Kamel Daoud condamné à trois ans de prison ferme en Algérie pour son roman "Houris"
L'écrivain franco-algérien Kamel Daoud a annoncé mercredi avoir été condamné à trois ans de prison ferme pour avoir abordé la guerre civile algérienne dans son roman "Houris", prix Goncourt en 2024.
"Je suis condamné à trois ans de prison ferme et à cinq millions de dinars algériens d’amende (environ 32.000 euros), en application de la Charte pour la paix et la réconciliation nationale", a indiqué l'auteur dans un message publié sur le réseau social X.
Kamel Daoud a précisé à l'AFP avoir été informé de ce jugement, qui a été rendu mardi dans la soirée par le tribunal d'Oran et est assorti d'un mandat d'arrêt.
Les médias algériens n'ont pas fait état mercredi du jugement.
"Le tribunal a formalisé un interdit de retour en Algérie", a estimé le romancier, qui vit en France après avoir quitté l'Algérie où il a longtemps été journaliste.
"C'est triste (...) mais je sais que je retournerai en Algérie un jour", a-t-il ajouté.
Cette condamnation intervient alors que les relations franco-algériennes se sont récemment un peu améliorées après une période de vives tensions liées notamment à l'incarcération pendant un an de l'écrivain franco-algérien Boualem Sansal.
Ce dernier a réagi en affirmant que la condamnation de Kamel Daoud n'était "pas un accident judiciaire".
"C’est une méthode de gouvernement par la peur. Le pouvoir veut la soumission du peuple et le silence des écrivains. En condamnant Kamel Daoud, c’est aussi un écrivain français qu’il prétend juger et punir. Nous lui disons ici notre soutien total", a-t-il ajouté sur le site de La Nouvelle Revue politique.
- "Un seul coupable : un écrivain" -
Le tribunal a statué, sans que Kamel Daoud ne soit représenté par un avocat, à la suite d'une plainte déposée par l'Organisation nationale des victimes du terrorisme en Algérie, alors qu'une loi interdit d'évoquer publiquement la décennie noire entre 1992 et 2002.
C'est la première fois que cette loi est appliquée pour un ouvrage de fiction, selon l'écrivain.
"Houris", qui désigne dans la foi musulmane les jeunes filles promises au paradis, est un roman sombre se déroulant en partie à Oran sur le destin d'Aube, jeune femme muette depuis qu'un islamiste lui a tranché la gorge le 31 décembre 1999.
"Dix ans de guerre, près de 200.000 morts selon les estimations, des milliers de terroristes amnistiés… et un seul coupable : un écrivain", a souligné l’auteur dans un message sur X.

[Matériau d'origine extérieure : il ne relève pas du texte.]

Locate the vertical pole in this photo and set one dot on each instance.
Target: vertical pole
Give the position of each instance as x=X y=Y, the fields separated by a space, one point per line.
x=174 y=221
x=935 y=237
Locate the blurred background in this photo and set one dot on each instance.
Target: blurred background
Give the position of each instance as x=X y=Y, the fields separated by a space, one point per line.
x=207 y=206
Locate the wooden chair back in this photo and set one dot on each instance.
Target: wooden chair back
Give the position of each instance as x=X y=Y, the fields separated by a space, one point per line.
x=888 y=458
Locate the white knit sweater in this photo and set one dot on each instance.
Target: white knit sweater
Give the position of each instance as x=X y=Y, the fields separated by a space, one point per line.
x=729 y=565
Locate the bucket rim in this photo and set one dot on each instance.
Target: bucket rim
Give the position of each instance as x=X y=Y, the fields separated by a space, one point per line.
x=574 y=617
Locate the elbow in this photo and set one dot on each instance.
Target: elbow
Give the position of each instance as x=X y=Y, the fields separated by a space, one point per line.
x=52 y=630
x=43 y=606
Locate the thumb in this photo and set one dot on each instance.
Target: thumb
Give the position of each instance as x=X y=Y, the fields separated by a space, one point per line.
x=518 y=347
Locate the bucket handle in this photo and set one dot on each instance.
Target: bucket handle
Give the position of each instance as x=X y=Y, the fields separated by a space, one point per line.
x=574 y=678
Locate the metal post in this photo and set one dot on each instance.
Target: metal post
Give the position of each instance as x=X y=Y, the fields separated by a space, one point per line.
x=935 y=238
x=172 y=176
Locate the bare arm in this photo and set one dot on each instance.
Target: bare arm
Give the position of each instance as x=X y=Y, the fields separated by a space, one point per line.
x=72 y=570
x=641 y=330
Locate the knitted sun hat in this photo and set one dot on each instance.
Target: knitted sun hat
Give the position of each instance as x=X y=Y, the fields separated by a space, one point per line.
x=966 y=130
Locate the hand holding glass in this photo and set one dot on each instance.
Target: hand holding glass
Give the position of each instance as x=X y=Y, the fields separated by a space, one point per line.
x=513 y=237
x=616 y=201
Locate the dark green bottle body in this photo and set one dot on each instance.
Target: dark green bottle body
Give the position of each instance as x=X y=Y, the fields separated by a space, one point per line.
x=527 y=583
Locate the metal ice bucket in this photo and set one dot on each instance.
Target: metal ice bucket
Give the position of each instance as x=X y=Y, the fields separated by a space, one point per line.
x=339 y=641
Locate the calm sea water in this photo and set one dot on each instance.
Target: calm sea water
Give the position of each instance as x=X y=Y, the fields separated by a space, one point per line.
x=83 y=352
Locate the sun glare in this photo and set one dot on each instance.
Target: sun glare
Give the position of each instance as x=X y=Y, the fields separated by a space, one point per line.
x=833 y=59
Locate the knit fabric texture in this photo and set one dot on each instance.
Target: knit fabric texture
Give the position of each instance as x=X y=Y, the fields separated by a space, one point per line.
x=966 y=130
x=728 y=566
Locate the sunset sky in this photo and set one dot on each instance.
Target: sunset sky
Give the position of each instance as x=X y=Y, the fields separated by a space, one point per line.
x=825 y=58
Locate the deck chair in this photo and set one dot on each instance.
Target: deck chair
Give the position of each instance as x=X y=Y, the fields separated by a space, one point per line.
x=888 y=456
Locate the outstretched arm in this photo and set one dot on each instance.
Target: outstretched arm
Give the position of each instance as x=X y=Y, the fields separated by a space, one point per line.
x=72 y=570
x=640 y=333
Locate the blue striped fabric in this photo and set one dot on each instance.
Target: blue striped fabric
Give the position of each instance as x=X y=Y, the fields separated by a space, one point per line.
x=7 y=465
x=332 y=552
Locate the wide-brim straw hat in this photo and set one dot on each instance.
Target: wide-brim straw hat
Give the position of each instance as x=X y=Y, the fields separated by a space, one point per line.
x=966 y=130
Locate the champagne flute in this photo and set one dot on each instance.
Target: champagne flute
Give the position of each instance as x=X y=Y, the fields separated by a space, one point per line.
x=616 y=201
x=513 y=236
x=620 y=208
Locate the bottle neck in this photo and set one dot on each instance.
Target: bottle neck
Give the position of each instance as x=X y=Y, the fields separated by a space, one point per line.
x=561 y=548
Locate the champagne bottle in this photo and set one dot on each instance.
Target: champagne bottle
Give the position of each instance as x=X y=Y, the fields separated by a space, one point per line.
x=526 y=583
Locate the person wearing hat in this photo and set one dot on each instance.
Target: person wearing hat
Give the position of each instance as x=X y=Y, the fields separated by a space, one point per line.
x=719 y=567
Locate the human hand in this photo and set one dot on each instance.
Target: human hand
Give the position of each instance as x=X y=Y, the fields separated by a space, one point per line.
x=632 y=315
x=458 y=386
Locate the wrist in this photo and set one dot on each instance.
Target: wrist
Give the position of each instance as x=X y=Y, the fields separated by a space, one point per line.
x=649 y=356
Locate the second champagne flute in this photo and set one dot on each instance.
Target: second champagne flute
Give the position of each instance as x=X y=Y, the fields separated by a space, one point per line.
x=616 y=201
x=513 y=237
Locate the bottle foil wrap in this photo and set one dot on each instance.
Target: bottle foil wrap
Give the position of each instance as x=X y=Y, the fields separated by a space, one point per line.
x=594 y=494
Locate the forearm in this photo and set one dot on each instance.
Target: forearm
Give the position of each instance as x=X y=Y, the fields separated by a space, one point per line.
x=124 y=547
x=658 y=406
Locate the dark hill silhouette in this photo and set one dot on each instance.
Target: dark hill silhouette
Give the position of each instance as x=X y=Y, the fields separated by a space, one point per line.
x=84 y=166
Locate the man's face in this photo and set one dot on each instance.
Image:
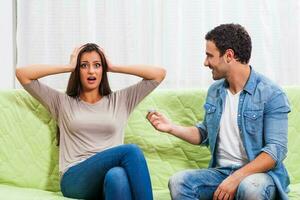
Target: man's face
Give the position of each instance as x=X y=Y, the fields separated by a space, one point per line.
x=214 y=61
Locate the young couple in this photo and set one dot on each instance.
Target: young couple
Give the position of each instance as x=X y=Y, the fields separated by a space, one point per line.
x=245 y=126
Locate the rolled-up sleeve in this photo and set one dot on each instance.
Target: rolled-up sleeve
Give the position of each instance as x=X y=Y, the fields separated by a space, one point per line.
x=202 y=128
x=276 y=127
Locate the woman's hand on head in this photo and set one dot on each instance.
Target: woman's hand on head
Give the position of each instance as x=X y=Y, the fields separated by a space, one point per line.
x=109 y=64
x=73 y=57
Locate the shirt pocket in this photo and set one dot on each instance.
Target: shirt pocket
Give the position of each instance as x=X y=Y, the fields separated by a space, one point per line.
x=210 y=112
x=253 y=121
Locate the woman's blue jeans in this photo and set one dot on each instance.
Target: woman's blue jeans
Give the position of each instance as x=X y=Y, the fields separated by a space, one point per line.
x=117 y=173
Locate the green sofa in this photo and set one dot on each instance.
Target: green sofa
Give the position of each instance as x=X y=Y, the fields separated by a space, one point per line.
x=29 y=155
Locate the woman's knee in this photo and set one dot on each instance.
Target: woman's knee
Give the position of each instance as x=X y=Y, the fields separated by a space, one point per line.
x=134 y=149
x=115 y=176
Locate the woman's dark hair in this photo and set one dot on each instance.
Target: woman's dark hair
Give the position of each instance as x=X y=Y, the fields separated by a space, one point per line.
x=232 y=36
x=74 y=87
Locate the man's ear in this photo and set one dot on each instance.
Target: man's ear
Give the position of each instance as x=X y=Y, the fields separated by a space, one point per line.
x=229 y=55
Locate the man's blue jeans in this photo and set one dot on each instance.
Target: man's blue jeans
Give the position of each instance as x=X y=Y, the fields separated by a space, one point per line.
x=117 y=173
x=202 y=183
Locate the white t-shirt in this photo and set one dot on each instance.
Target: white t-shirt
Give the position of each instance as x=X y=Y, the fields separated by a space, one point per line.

"C'est triste pour l'Algérie car la guerre civile a besoin d'être racontée. On ne peut pas avancer dans le déni de ce qui est arrivé", a-t-il ajouté à l'AFP.
L'Algérie devrait pour cela prendre exemple sur des pays comme le Rwanda ou l'Afrique du Sud, qui "ont fait ce travail de mémoire", selon lui.
"Houris", traduit en 32 langues, n'a pas été publié en Algérie, mais "il y a été énormément piraté et lu", a-t-il ajouté.
Cette affaire judiciaire n'est pas la seule concernant Kamel Daoud en Algérie.
Quelques semaines après avoir obtenu le Goncourt, il avait été visé par une plainte déposée devant un tribunal algérien par une femme, Saâda Arbane, qui affirmait que "Houris" était calqué sur sa vie.
"Houris" fait également l'objet d'une procédure devant la justice française pour non-respect de la vie privée.
Kamel Daoud, 55 ans, est l'auteur de plusieurs romans, dont "Meursault, contre-enquête", de recueils de nouvelles et d'essais. Il a indiqué être en train d'écrire son prochain ouvrage.
Dans sa réaction, Boualem Sansal, qui publiera son prochain livre début juin chez Grasset, écrit que "les hommes libres ont résisté aux plus grandes tyrannies du monde ; ils ont résisté à leurs polices, à leurs tribunaux, à leurs prisons. Ce n’est pas le pouvoir algérien qui les fera taire. Ce ne sont pas davantage ses complaisances parisiennes qui y parviendront".